Both these questions are, broadly speaking, social questions: not only in the sense of their being questions about the organization of society, but also, more importantly for my argument here, in the sense that they require to be answered by society as a whole, and not by any one particular segment of it. In particular, they are not questions to be answered solely by those presently living people who are disabled. Certainly, the views of such people are important; but they cannot be decisive. For even if it were the case that some people with particular disabilities did not regard the condition in question as something which had any sort of negative impact on their lives, that is not an end of the matter. Rather, it is relevant information to be considered in responding to the question, since it is not one about whether or not my life is worth living, but about whether or not lives like mine in particular respects are worth avoiding. Whether or not a particular person finds their life worth living is one thing; whether a life like that is worth avoiding is quite another—even if whatever answers are given happen to coincide. To see this more clearly, it might be helpful to consider the opposite case. Imagine someone finding the conditions under which they find themselves so awful that they conclude that their life is not worth living; that does not imply that another person whose conditions of life were as close to identical as possible must find their own life not worth living. Suicide is only in the most exceptional circumstances a call to others to follow suit (in those, and only those, where martyrdom is at least as accurate a description as suicide of what is done, and hence in an important way not primarily, or perhaps not simply, an individual’s act).

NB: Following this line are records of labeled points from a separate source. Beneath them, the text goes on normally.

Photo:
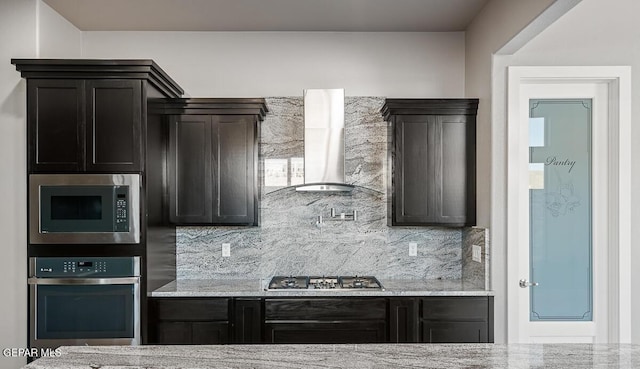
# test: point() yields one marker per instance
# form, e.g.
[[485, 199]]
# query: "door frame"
[[618, 79]]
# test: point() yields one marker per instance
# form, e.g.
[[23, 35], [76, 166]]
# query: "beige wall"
[[18, 39], [57, 38], [246, 64], [24, 25], [498, 22], [593, 33]]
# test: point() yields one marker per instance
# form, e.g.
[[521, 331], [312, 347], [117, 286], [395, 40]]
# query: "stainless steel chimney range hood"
[[324, 141]]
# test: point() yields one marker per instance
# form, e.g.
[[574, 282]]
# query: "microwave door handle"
[[82, 281]]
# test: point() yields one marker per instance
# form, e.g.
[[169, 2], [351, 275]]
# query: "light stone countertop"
[[256, 288], [477, 356]]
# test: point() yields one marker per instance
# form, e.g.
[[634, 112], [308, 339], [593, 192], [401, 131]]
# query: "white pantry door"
[[568, 209], [562, 244]]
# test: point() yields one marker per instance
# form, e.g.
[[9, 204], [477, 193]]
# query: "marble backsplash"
[[288, 240]]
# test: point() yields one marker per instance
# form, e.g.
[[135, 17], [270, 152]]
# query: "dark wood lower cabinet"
[[189, 321], [448, 319], [248, 320], [403, 320], [433, 319], [325, 332], [454, 332], [192, 333]]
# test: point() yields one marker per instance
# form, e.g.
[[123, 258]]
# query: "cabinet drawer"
[[178, 309], [192, 333], [455, 332], [455, 308], [343, 332], [325, 309]]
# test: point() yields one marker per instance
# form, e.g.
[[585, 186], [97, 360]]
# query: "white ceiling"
[[270, 15]]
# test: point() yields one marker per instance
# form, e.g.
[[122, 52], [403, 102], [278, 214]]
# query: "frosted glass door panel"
[[560, 210]]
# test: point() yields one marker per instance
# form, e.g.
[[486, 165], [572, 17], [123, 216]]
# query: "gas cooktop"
[[278, 283]]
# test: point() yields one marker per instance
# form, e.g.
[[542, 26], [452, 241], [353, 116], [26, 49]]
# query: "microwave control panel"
[[122, 209], [73, 267]]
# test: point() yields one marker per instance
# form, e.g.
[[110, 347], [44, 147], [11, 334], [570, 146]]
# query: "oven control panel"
[[89, 267]]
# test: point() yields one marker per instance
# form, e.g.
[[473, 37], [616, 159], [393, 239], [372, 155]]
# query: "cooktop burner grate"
[[325, 283]]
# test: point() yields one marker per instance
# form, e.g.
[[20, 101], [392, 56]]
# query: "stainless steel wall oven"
[[78, 301], [84, 208]]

Furthermore, the comparison called for here is not between two lives, mine and another person’s, but rather between a life—mine—and a possible life; that is to say, between an actual life and something that is not someone’s life at all. Again, I might conclude that my life is not worth living on account of its conditions: but it does not follow from that that I must, or even should, conclude also that someone else’s life, however similar to mine, is not worth living. Or I might conclude that my life, despite its conditions, is worth living—that is to say, that it is worth my living it—and still think that such lives were best avoided. Consider the condition of slavery, for example. Of course slavery (like the next example) is very different from functional genetic disability in terms of causation: nonetheless, it is similar in respect of this issue of what constitutes a sort of life worth living. Indeed, a central element in the argument I am making is that genetic disability is not sui generis. A slave might consider either that their life is worth living despite their being in slavery; or that it is not worth living, because they are in slavery. It follows from neither conclusion, however, that any other slave must suppose the same. Crucially, it does not follow from the claim in the former case—that their life is worth living—that slavery is not to be eradicated. Compare life in a Nazi concentration camp as described by Primo Levi (1989): his view that his own life was worth living, despite the conditions under which he was living it, clearly does not imply that the concentration camps ought not to have been eradicated. And as with both slavery and the concentration camps, so with other possible conditions of life, such as those of people who are in various ways disabled.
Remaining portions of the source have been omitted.